Am roughly in middle management. Can confirm. Basically I and everyone around me is trying to walk some line between take enough responsibility to get results (the primary thing you’re evaluated on) but don’t take so much that if something goes south you’ll be in trouble. Generally we don’t want the pain to fall on ICs (“individual contributor” employees whose scope of responsibility is ultimately limited to their own labor since they need sponsorship from someone else or a process to commit to big decisions) unless they messed up for reasons within their control.
I generally see the important split as who is responsible and who is accountable. Responsible means here something like “who has to do the work” and accountable means something like “who made the decision and thus gets the credit or blame”. ICs do well when they do a good job doing whatever they were told to do, even if it’s the wrong thing.

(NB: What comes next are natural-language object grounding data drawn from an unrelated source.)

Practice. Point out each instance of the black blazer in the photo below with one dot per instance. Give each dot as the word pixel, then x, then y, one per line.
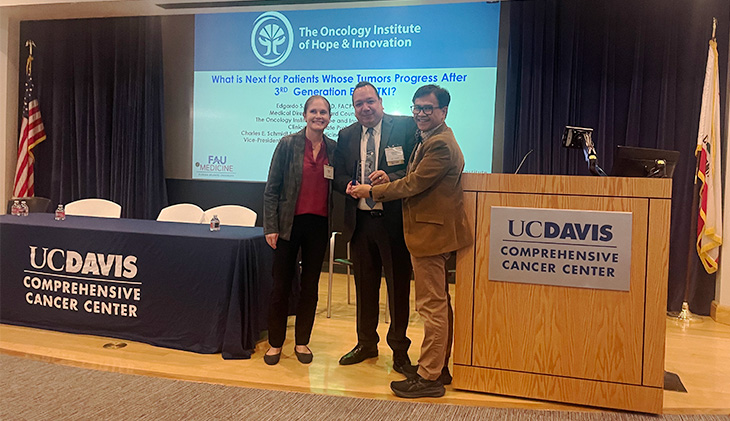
pixel 396 131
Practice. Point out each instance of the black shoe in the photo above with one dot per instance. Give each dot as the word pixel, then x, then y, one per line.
pixel 272 359
pixel 304 357
pixel 358 355
pixel 445 377
pixel 401 362
pixel 418 387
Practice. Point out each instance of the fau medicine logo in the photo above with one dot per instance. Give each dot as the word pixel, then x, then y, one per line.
pixel 272 38
pixel 216 163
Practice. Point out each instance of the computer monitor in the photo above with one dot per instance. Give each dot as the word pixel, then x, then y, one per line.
pixel 632 161
pixel 577 137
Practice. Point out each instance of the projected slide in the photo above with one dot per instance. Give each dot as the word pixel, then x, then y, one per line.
pixel 254 71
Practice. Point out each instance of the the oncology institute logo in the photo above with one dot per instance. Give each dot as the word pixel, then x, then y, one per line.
pixel 272 38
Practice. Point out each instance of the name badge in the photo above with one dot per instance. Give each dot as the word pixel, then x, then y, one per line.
pixel 329 172
pixel 394 155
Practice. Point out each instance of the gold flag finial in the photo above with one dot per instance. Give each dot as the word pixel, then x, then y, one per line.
pixel 30 44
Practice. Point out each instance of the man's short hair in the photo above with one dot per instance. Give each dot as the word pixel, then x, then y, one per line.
pixel 442 95
pixel 362 84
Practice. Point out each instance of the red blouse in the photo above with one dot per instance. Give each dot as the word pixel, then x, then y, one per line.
pixel 314 192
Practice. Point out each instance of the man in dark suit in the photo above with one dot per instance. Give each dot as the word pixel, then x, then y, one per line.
pixel 375 150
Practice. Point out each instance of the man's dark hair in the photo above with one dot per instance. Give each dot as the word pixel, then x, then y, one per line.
pixel 362 84
pixel 442 95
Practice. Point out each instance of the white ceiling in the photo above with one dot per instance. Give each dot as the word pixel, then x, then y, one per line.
pixel 58 9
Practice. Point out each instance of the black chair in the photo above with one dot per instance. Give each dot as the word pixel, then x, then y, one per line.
pixel 35 204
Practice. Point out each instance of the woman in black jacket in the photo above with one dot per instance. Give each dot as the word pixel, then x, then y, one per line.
pixel 297 207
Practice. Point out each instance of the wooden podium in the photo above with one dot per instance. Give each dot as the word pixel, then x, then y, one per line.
pixel 584 346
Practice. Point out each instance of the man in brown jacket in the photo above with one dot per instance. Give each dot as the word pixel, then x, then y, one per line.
pixel 434 223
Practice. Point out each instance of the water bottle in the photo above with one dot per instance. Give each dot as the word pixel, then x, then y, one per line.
pixel 215 223
pixel 60 213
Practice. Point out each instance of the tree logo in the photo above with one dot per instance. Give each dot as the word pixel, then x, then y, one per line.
pixel 272 38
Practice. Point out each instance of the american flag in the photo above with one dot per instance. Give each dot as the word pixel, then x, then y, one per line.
pixel 709 221
pixel 31 134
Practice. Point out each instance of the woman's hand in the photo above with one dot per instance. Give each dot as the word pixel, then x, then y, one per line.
pixel 360 191
pixel 379 177
pixel 271 239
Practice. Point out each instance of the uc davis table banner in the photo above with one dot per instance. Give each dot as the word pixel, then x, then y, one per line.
pixel 570 248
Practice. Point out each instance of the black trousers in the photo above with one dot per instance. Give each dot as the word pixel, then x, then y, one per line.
pixel 309 233
pixel 379 248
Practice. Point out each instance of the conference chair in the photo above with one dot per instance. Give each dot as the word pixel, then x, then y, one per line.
pixel 35 204
pixel 231 215
pixel 101 208
pixel 182 212
pixel 348 265
pixel 332 262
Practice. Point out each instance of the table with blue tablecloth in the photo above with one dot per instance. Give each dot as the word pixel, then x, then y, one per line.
pixel 168 284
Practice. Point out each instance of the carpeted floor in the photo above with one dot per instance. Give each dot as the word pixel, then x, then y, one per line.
pixel 34 390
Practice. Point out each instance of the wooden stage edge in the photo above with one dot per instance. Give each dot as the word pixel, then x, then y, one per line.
pixel 697 353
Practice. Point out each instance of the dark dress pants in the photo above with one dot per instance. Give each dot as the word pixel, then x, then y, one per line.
pixel 379 247
pixel 309 233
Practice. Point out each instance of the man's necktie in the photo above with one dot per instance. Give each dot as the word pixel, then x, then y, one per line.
pixel 369 163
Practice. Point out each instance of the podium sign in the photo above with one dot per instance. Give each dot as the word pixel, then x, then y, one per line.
pixel 568 248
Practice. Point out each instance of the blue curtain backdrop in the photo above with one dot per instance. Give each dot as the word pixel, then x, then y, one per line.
pixel 99 85
pixel 633 71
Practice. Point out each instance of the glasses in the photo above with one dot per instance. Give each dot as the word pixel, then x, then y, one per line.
pixel 427 109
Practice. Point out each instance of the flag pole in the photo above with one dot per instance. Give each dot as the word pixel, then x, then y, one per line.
pixel 685 315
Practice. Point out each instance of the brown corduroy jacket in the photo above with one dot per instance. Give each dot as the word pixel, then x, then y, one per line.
pixel 434 220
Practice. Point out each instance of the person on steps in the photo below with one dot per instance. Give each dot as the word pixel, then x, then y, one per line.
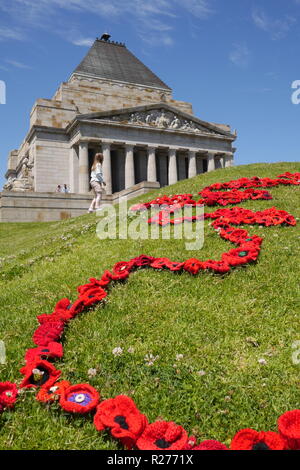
pixel 97 182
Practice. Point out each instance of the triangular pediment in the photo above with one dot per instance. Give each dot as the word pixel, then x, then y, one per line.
pixel 160 116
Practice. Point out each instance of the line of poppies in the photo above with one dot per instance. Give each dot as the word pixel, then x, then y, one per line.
pixel 120 415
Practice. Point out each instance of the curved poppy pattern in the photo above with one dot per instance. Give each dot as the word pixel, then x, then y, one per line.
pixel 53 393
pixel 120 415
pixel 52 351
pixel 81 398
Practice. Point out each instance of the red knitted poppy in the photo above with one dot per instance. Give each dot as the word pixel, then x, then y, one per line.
pixel 52 350
pixel 47 333
pixel 8 394
pixel 162 435
pixel 81 398
pixel 122 417
pixel 53 393
pixel 289 428
pixel 48 377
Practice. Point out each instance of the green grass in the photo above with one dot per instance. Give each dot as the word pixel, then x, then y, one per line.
pixel 214 321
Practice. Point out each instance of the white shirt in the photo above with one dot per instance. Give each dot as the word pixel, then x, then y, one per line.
pixel 94 173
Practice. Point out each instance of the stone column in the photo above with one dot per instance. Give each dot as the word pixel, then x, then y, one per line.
pixel 192 164
pixel 83 170
pixel 129 167
pixel 151 165
pixel 107 167
pixel 172 167
pixel 228 159
pixel 210 161
pixel 73 170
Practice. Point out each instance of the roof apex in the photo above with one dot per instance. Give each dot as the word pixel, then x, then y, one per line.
pixel 113 61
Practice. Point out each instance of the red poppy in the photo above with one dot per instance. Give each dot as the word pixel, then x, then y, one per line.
pixel 246 253
pixel 53 350
pixel 94 283
pixel 174 266
pixel 63 316
pixel 53 393
pixel 122 417
pixel 62 306
pixel 159 263
pixel 142 260
pixel 220 267
pixel 289 428
pixel 81 398
pixel 122 266
pixel 76 307
pixel 47 333
pixel 93 296
pixel 8 395
pixel 162 435
pixel 39 373
pixel 249 439
pixel 193 265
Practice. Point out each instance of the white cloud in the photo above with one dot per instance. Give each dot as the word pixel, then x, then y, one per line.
pixel 10 33
pixel 276 28
pixel 82 42
pixel 198 8
pixel 17 64
pixel 240 55
pixel 150 17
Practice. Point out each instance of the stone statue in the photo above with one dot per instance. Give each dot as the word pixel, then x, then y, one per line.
pixel 175 124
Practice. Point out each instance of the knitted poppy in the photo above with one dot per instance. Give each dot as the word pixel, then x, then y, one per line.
pixel 249 439
pixel 289 428
pixel 122 266
pixel 122 417
pixel 93 296
pixel 159 263
pixel 174 266
pixel 39 373
pixel 193 265
pixel 53 350
pixel 142 260
pixel 162 435
pixel 81 398
pixel 8 395
pixel 242 255
pixel 220 267
pixel 205 445
pixel 62 306
pixel 53 393
pixel 91 285
pixel 47 333
pixel 76 307
pixel 62 316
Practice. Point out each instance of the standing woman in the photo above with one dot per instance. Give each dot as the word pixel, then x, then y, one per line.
pixel 97 181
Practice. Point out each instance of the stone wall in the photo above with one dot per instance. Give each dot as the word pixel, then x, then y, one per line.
pixel 83 95
pixel 45 207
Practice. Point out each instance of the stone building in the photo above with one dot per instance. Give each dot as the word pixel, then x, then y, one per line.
pixel 114 104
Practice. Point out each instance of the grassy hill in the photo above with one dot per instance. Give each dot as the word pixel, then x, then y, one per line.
pixel 222 325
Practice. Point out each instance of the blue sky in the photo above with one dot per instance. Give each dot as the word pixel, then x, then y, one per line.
pixel 234 60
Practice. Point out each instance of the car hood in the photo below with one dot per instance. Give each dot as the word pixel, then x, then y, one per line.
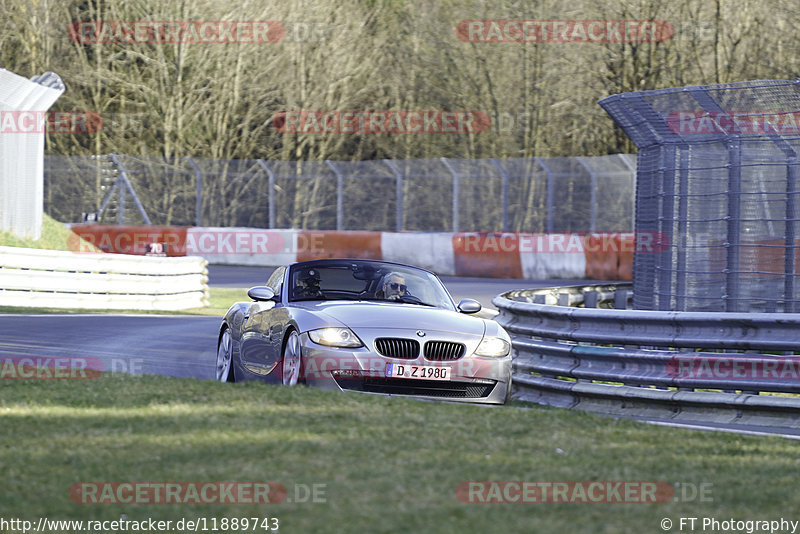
pixel 387 315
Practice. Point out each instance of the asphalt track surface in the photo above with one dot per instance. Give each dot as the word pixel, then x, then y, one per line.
pixel 185 346
pixel 171 345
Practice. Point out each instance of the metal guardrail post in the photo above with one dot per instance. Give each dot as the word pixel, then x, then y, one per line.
pixel 790 244
pixel 271 195
pixel 592 194
pixel 504 176
pixel 198 198
pixel 456 193
pixel 649 363
pixel 550 193
pixel 398 192
pixel 339 195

Management-types do well when the outcomes generate whatever we think is good, usually whatever we believe is driving shareholder value or some proxy of it. ICs get in trouble when they are inefficient, make a lot of mistakes, or otherwise produce low quality work. Management-types are in trouble when they make the wrong call and do something that produces neutral or negative value for something the company is measuring.
Basically I think all the maze stuff is just what happens when middle management manages to wirehead the organization so we’re no longer held accountable for mistakes. I’ve not actually seen much serious mazes in my life because I’ve mostly worked for startups of various sizes, and in startups there’s enough pressure from the executives on down to hold people accountable for stuff. I think it’s only if the executives get on board with duping the board and shareholders so they can wirehead that things fall apart.

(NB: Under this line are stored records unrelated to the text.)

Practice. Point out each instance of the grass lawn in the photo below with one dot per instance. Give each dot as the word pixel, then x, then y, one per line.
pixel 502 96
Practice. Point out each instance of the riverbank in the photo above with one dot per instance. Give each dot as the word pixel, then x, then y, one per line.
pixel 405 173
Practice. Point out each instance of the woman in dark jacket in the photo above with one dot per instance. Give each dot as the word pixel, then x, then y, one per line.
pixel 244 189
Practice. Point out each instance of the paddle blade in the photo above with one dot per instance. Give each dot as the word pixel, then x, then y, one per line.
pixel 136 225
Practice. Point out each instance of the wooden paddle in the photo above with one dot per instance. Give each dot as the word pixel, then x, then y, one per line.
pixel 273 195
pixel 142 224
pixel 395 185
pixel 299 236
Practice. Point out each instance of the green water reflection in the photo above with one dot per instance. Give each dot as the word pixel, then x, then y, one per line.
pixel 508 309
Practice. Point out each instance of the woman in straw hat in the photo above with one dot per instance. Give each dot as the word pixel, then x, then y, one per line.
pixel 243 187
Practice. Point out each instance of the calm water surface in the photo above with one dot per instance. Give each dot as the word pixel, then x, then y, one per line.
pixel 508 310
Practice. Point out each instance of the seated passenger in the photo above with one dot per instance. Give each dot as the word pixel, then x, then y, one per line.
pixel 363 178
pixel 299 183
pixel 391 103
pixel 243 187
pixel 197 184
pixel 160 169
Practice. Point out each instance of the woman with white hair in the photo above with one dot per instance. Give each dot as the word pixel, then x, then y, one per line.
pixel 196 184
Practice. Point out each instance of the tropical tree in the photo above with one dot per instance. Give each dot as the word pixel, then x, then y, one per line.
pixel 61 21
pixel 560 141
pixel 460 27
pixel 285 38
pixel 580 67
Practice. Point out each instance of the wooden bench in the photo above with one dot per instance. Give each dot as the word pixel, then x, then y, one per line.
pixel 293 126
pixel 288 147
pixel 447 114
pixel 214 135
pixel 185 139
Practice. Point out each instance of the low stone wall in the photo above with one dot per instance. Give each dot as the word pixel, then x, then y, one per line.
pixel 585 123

I meant to be referring to “I think Moral Mazes is a misleading meme that itself contributes to the problem”. Why is it misleading? Why does it contribute to the problem? What evidence or reasoning leads you to believe that?
It’s the thing where an extreme mistake theorist comes up with epicycles that are increasingly implausible to explain why the system in question is layered mistakes rather than the much simpler one that it is a conflict. ‘moral mazes’ implies complexity and connotes the undecidability of morality.
Everyone I’ve seen be really into moral mazes as a concept takes a strongly conflict-theory approach to systems they believe are mazes. That the presence of the epicycles means there is no working with it and the whole system must be burned.
Now that I think about it, much of the purpose of the label could be to allow one to use conflict theory modalities on a system that won’t acknowledge (and may genuinely not see) the conflict. Zvi’s Out To Get You posts certainly seem to be that.
(Fwiw, I thought I knew what you meant with your top level comment, but this elaboration wasn’t what I expected and is much more interesting).